As virtualization begins to reach maturity within the enterprise, a number of best practices can help mitigate the security risks that may be created:

1. Apply standard security practices to VMs as if they were physical.  These include anti-virus and anti-spyware agents, configuration control, and vulnerability scanning.

2. Segment VMs by the data they contain. Do not combine VMs containing sensitive data with VMs designated for QA or testing, for example.

3. Enforce isolation between network segments. Do not combine VMs in the same host if they are connected to network segments at different trust levels. 

4. Guard against VM sprawl by maintaining an inventory of VMs and the physical host they reside on.  All migrations should be documented and subject to a configuration control approval process.

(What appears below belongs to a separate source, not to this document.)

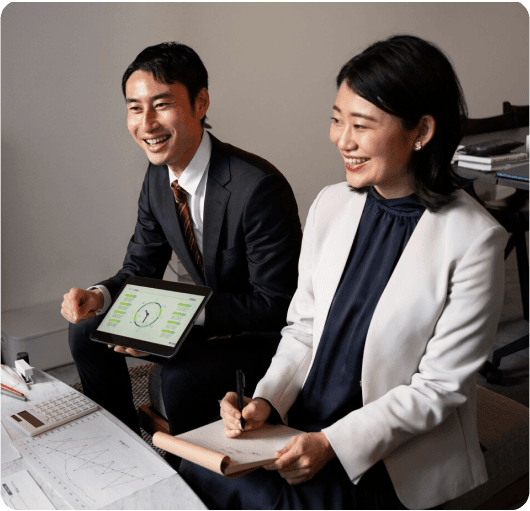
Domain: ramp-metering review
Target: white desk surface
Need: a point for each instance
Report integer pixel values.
(170, 493)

As regulatory pressure begins to emerge, IT security professionals must support best practices with tools that can help them do their jobs effectively—offering visibility into their virtual infrastructure; tracking where VMs reside, where they move to, and what other hosts they are communicating with; and providing the same level of security to their virtual infrastructure that they do to their physical infrastructure. 

If we are to truly benefit from the promises of virtualization, security must come to the forefront in 2009. Best practices and tools that offer a holistic approach for managing both physical and virtual network security are the answer, and can help the industry avoid a public and damaging wake-up call.